One way of being in relationship with God is by grasping at God outside of ourselves for comfort, like a nursing infant or toddler seeking the lactating female in the room (warm arms and milk being the most primary forms of love in the world). This is a necessary and helpful place of development for all of us—when we are young or new in seeking God— or when we are in crisis. God as Mother longs to gather us up under Her wings (Psalm 36:7, Matt 23:37) and She will never forget us (Isaiah 49:15). Lately I’ve been in an especially needy place with the distressing feelings of sadness and anxiety post-election that I’ve been processing, and calling out to God for comfort has been important to finding my footing.
However, Psalm 131, in this week’s lectionary readings, speaks to something different.

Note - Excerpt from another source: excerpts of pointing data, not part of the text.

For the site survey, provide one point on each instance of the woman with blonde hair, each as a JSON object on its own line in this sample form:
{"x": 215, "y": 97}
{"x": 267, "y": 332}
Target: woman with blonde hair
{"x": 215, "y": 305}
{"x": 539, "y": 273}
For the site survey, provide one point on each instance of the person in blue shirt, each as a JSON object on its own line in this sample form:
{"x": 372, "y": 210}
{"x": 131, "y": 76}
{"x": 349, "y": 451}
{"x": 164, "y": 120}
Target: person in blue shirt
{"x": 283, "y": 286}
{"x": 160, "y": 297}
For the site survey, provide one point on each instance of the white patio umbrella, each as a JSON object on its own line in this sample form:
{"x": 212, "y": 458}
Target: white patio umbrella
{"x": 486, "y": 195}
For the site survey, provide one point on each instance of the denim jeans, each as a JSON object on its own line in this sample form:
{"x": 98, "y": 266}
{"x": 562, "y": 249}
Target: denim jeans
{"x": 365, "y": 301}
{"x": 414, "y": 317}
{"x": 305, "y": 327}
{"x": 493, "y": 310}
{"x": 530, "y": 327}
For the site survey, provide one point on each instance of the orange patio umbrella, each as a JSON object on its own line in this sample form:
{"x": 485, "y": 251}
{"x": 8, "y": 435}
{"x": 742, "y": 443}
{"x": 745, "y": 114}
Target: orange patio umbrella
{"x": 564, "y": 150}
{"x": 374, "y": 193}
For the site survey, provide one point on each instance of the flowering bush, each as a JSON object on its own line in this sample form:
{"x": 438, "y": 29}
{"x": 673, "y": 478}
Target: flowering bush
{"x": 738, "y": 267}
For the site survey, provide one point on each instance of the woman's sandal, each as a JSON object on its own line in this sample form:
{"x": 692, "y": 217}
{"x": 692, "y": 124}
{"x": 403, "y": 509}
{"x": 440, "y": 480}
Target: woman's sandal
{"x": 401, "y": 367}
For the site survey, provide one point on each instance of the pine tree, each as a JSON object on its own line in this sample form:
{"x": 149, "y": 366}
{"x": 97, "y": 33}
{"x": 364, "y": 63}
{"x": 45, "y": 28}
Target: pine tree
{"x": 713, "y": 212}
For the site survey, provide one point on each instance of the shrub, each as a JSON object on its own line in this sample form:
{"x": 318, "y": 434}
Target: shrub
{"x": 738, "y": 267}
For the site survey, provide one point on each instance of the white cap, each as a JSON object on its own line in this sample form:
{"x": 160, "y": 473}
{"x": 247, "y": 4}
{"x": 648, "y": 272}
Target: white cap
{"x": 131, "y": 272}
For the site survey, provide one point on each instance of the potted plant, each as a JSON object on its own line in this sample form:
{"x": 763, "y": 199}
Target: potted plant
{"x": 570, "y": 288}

The psalmist appears to be speaking from a woman’s experience, which is refreshing in a day when misogyny in our society is deeply concerning. (If someone asks you if the Divine Feminine is anywhere evident in the Judeo-Christian tradition, Psalm 131 is one of many places to celebrate.) It’s a mini-size psalm about finding Life away from arrogance, greed, and ambition; I’ll print it here for you: (New Common English version)

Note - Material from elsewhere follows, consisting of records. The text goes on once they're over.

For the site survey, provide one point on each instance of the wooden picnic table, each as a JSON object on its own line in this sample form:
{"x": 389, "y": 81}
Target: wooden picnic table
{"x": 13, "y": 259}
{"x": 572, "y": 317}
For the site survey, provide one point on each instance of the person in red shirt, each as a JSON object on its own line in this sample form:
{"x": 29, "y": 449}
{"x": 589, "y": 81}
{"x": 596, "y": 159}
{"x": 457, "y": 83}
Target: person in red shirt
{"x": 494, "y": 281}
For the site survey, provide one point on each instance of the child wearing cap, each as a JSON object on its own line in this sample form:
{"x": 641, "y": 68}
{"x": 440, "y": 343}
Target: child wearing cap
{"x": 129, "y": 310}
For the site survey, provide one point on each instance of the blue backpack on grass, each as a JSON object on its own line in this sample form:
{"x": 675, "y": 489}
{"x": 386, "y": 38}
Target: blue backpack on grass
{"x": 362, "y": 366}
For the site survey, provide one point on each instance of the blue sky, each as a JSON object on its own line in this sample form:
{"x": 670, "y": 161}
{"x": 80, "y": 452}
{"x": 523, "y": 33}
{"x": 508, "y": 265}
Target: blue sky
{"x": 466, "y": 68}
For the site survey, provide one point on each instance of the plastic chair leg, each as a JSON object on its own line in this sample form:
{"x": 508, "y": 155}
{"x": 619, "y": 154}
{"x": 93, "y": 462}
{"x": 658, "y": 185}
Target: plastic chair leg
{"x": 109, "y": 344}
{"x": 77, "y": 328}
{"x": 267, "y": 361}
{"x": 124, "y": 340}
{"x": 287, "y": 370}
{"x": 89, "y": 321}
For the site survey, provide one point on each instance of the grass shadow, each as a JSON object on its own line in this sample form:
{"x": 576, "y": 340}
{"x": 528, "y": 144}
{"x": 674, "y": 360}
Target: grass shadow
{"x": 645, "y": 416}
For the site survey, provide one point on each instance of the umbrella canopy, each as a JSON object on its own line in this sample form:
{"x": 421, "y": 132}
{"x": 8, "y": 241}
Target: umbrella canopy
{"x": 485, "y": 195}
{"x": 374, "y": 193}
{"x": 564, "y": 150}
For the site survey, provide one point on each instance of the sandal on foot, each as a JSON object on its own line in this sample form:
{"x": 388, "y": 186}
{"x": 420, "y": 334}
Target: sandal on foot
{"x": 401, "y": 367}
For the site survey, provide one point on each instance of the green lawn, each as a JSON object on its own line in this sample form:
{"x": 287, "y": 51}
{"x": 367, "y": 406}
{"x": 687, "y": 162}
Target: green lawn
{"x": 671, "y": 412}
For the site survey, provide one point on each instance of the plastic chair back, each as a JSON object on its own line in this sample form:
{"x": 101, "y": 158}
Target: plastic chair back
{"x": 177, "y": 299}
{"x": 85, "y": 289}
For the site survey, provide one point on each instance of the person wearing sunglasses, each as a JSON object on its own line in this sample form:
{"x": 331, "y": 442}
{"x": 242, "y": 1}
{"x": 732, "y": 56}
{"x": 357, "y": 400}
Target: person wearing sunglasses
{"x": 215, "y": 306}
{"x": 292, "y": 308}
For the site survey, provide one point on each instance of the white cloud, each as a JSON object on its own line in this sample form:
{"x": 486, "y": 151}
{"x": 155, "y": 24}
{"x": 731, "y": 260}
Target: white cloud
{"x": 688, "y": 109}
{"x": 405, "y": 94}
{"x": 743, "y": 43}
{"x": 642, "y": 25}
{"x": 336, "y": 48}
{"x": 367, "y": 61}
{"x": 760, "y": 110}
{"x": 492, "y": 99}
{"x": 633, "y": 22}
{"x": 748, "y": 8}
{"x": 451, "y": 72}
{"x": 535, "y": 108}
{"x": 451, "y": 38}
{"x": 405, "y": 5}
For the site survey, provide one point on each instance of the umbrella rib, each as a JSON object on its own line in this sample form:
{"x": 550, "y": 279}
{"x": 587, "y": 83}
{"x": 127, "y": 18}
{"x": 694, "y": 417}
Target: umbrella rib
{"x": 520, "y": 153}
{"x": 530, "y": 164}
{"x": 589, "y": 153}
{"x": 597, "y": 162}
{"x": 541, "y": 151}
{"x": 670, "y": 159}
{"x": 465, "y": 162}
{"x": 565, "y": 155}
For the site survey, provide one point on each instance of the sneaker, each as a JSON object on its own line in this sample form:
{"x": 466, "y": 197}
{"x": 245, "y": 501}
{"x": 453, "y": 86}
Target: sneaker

Lord, my heart isn’t proud; my eyes aren’t conceited.
I don’t get involved with things too great or wonderful for me.
No. But I have calmed and quieted myself like a weaned child on its mother; I’m like the weaned child on me.
Israel (i.e. People of God), wait for the Lord—from now until forever from now!
In this short psalm, we are reminded that we can come to a point in our relationship with God where we have internalized the sweet nurture and intimacy of the nursing experience to such a degree, that we are capable of sitting in the Presence of God within ourselves with just a slight shift of our awareness—through hearing the call to prayer or meditation bell, pulling out our devotional reading and lighting a candle, sitting in our familiar pew with our prayer shawl, becoming conscious of our breath in the check-out line, or practicing the presence of another person whose opinions are different than ours. As the Quakers are noted for saying, “There is that of God within each person.” Let us go and find it.
Two weeks ago I couldn’t find God in the stillness of my soul, because I couldn’t get STILL. My mind was so agitated, casting commentary and judgment upon every word I heard and reading fatalistically through every news report. I was floundering in my usual prayer forms until I finally found direction into the psalmist’s stillness by listening to a familiar CD by Pema Chodron, an American Buddhist nun, as she gave teachings on how to mindfully attend to the different manifestations of fear in our lives. We all need to find our way into the stillness in our souls where God is loving us so deeply and completely that when we finally get home to the experience of it, it takes our breath away and brings tears to our eyes…
…like a fretting babe-in-arms whose solace is only found in the arms of her nursing mama.